Native Title - High Court clarifies ability of representative bodies to delegate their functions
On 7 October 2020 the High Court overturned an earlier decision by the Full Federal Court that the Northern Land Council could not delegate its function of certifying applications for registration of indigenous land use agreements (ILUAs) to its chief executive officer (CEO).
The High Court’s decision clarifies how representative bodies can certify ILUA registration applications and will allow representative bodies to continue performing their certification functions efficiently.
The Native Title Act 1993 (Cth) (Native Title Act) confers various functions on representative Aboriginal/Torres Strait bodies (representative bodies), including the function of certifying applications to register area ILUAs relating to land and waters within their representative areas. In order to certify an ILUA registration application, the representative body must be satisfied that all reasonable efforts have been made to ensure that all persons who hold or may hold native title in relation to the land and waters covered by the proposed ILUA have been identified and that those persons have authorised the making of the agreement. Whether or not an ILUA registration application is certified by a representative body determines the process of objecting to registration and the matters the Native Title Registrar must consider in deciding whether to register the ILUA or refuse the application.

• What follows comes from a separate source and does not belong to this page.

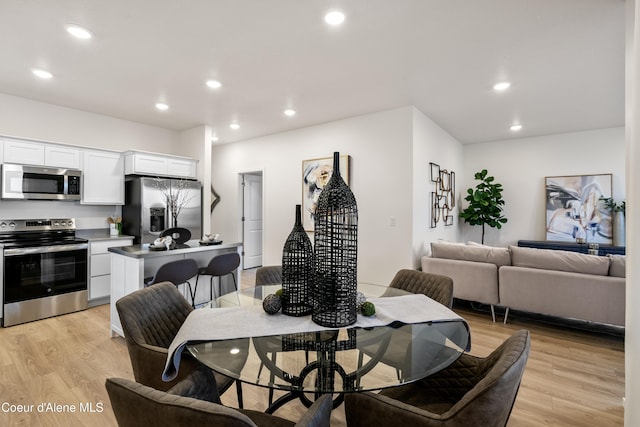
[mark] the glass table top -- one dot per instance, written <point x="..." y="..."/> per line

Quall concerned the exercise by the CEO of the Northern Land Council, which is a representative body, of the ILUA certification function, exercising power delegated to him by the Council. Mr Quall challenged the certification, arguing the Northern Land Council was not able to delegate its ILUA certification function, or that if it was able to, the particular delegation relied on in this instance was invalid.
The Full Court found that the certification function had a particular importance under the Native Title Act for reasons including that the registration of ILUAs can have long term impacts on the rights and interests of native title holders. This combined with the absence of an express power under the Native Title Act to delegate representative body functions, indicated that the Commonwealth Parliament intended that only representative bodies could perform this ILUA certification function. Accordingly, the Full Court held that the delegation to the Northern Land Council’s CEO was ineffective and that only the full membership of the Council could certify ILUAs. The decision created considerable uncertainty for representative bodies, because of the practical difficulty of convening a full meeting of bodies structured similarly to the Northern Land Council each time an ILUA is sought to be registered. In addition, the Full Court’s decision left unclear how representative bodies that are corporations, as opposed to statutory bodies, could perform the ILUA certification function. The uncertainty caused a number of representative bodies to cease performing the function at all.
On appeal, all five members of the High Court agreed that the Full Federal Court was incorrect, but the Court was divided on the reasons for that conclusion. The majority of the Court, consisting of Chief Justice Kiefel and Justices Gageler and Keane, considered that the Full Court went too far in deciding that representative bodies can never delegate the ILUA certification function. The majority said that the Full Court had relied on a superseded understanding of what a representative body is under the Native Title Act. While the original provisions had focused on representative bodies being representative of the Aboriginal and Torres Strait Islanders in the area, subsequent amendments to the Act had broadened the range of bodies eligible to become representative bodies. The Full Court also failed to consider the range of organisational structures and administrative processes which enable representative bodies to perform their functions. The sections of the Native Title Act that relate to the structures and processes of representative bodies indicate that the Commonwealth Parliament intended that those functions were to be able to be performed by persons at other levels within the organisation structure.
Importantly, however, the majority found that the Native Title Act itself does not provide the source of power for a representative body to delegate its functions. While the Act does not preclude the performance of delegated functions, the power to delegate must come from an external source. In the case of the Northern Land Council, the power to delegate was conferred under the Council’s establishing Act, the Aboriginal Land Rights (Northern Territory) Act 1976 (Cth).
Justices Nettle and Edelman agreed that the Northern Land Council could exercise the ILUA certification function through its CEO, but said this was on the basis that the CEO was acting as the Council’s agent, rather than its delegate.
The effect of the High Court’s decision is to clarify that for representative bodies that are statutory bodies corporate, the ILUA certification function can be delegated provided that it has an express power to delegate, whether under its establishing legislation or from some other source. While the majority of the High Court did not directly find that representative bodies that are corporations under the Corporations Act 2001 (Cth) or the Corporations (Aboriginal and Torres Strait Islander) Act 2006 (Cth) can perform the ILUA certification functions through their officers, it appears reasonable to infer from their reasons, as well as from the reasons of the minority, that this can occur.
The High Court’s decision hopefully opens the way for representative bodies to resume certifying ILUA registration applications, reducing some of the complexities that can otherwise arise in the registration process.
 Northern Land Council v Quall  HCA 33.